Church History: Proto-Reformers

I just finished reading the penultimate chapter of the fourth Harry Potter book.  In that series, there is a major threat named Voldemort.  Most of the characters oppose him, but they vastly disagree on how to deal with him.  Some are so stubborn to accept his return that they paint both Harry and Dumbledore to be senile or attention-seeking.

In the 1200s, sects outside of the Church started to form.  All true Christians oppose heresy and the devil.  However, we do not all agree on how to react to it or which people are the good guys.  It makes people in higher powers go to extremes in cutting off a nose to spite a face.

The Cathari or Albigenses were the first major zit to crop up on the face of the HRE.  Their one defense: they did not accept that the Pope was the vicar of Christ.  He was just a steward.  They also wanted to go back to the New Testament Church.  Sadly, they were also Gnostics.  They believed in the good good and the bad god.  The bad god created matter, and all matter is evil.  They opposed reproduction, sacraments (especially Mass), hell, and a physical resurrection.  Their only salvation was for this world.  Their religion was pointless.

Then, there are people I side with: the Waldensians.  In 1176, Peter Waldo read the New Testament, was captivated by Christ, and gave up all his property except enough to feed his family.  His followers called themselves the "poor men."  They would try to preach in the streets in non-Latin and promoted a Bible for all people in their own languages, the same Bible that should be the final authority in faith and life.  In 1184, they were excommunicated.  They still continued to preach in the vernacular languages and they still exist in Northern Italy.  I agree with the theology of these guys.  People no longer spoke Latin, and the Church clung to it the same way people will cling to the KJV today.  The people were perishing for lack of the life-giving Scriptures that make people alive to the Gospel.
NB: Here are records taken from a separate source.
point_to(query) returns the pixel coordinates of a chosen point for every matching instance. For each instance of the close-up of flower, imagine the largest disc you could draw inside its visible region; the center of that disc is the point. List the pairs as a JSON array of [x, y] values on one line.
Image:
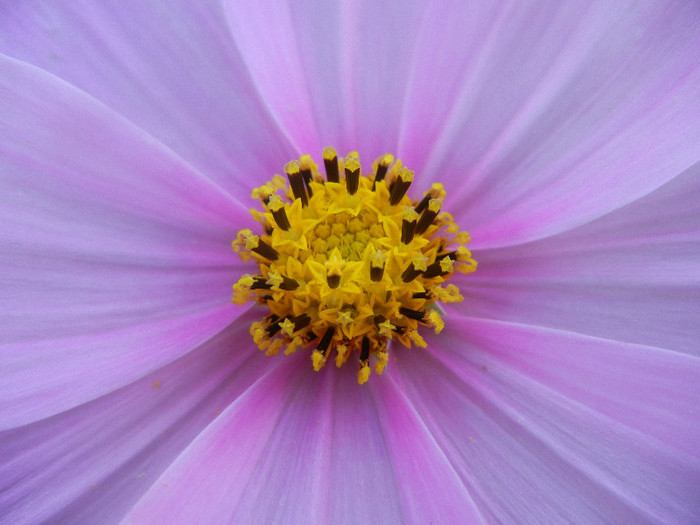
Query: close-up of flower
[[349, 262]]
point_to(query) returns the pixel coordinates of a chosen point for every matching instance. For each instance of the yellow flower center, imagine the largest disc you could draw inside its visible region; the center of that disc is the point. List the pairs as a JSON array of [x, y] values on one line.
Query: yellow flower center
[[348, 262]]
I do not really agree with starting a movement outside the Church, but working within the Church to solve its issues.  I don't believe in people being preachers without Church training.  I'd agree with these guys on theology and social issues, but I would disagree with them on their methods of communication.
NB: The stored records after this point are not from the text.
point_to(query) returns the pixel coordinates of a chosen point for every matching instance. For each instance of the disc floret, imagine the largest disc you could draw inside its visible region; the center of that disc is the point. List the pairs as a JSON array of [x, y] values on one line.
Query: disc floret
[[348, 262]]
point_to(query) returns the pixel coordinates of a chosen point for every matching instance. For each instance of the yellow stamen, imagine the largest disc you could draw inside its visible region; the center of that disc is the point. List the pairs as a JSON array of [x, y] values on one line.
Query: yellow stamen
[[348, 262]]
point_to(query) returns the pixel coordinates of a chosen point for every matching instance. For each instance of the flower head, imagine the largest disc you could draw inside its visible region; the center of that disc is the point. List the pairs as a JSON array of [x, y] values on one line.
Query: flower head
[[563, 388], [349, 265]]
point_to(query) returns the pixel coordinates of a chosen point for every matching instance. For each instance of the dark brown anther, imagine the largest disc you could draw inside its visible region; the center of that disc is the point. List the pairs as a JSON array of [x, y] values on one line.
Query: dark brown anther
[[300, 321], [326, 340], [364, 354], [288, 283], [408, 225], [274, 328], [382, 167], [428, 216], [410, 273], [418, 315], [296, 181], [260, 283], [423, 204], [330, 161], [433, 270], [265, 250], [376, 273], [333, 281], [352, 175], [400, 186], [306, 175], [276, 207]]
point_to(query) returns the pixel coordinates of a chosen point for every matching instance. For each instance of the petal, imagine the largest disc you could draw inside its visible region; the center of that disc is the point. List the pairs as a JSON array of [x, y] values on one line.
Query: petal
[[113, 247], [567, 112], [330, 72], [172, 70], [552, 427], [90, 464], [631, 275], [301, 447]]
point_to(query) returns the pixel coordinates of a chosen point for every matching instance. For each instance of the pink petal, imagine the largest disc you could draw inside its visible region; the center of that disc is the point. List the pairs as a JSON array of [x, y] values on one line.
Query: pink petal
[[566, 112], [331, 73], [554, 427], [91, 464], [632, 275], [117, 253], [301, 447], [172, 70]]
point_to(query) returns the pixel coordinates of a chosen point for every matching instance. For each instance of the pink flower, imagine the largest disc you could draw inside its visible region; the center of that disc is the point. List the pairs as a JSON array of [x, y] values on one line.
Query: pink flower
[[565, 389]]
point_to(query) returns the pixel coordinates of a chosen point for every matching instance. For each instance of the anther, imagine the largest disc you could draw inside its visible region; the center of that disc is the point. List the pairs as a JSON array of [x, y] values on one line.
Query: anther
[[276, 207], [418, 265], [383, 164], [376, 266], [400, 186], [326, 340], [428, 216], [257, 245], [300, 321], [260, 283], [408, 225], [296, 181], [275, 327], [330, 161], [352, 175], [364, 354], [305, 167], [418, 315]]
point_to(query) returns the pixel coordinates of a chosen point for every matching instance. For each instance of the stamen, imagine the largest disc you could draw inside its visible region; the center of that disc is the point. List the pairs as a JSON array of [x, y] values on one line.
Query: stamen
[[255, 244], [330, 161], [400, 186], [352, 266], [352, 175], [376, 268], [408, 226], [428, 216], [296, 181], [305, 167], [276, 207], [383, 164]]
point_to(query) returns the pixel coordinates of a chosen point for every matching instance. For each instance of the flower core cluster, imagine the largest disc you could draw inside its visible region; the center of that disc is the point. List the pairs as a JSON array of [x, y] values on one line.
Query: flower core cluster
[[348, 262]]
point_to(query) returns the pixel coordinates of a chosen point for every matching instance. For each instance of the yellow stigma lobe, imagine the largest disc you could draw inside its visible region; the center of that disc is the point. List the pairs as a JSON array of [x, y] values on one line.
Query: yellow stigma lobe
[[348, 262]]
Lastly, some nut named Joachim developed a bizarre eschatology.  God the Father was important in Old Testament times.  The Son was important from the New Testament until 1260.  After 1260, there will be a time of antichrist, and then a new era will arrive with the Holy Spirit and an age of love.  I'll sooner go with dispensational theology than divide the Trinity like that and place a date on end-times when Jesus didn't even give one.

The Church reacted in various ways.  True believers in the Dominican Friars tried to reach out to the Cathari.  Other folks went extreme and began to exterminate the Albigensians.  The Inquisition developed, and now one could not remotely disagree with the Pope without fearing for their lives.  Worst of all, the Synod of Toulous in 1229 forbid the Bible in the vernacular languages.  Now, the people had to endure the Gospel shrouded in Latin, and they had to accept everything the priests said unchecked and fell into error.  The good news is that forbidding books causes them to be popular.  So this only started a ripple of what would later become the Reformation.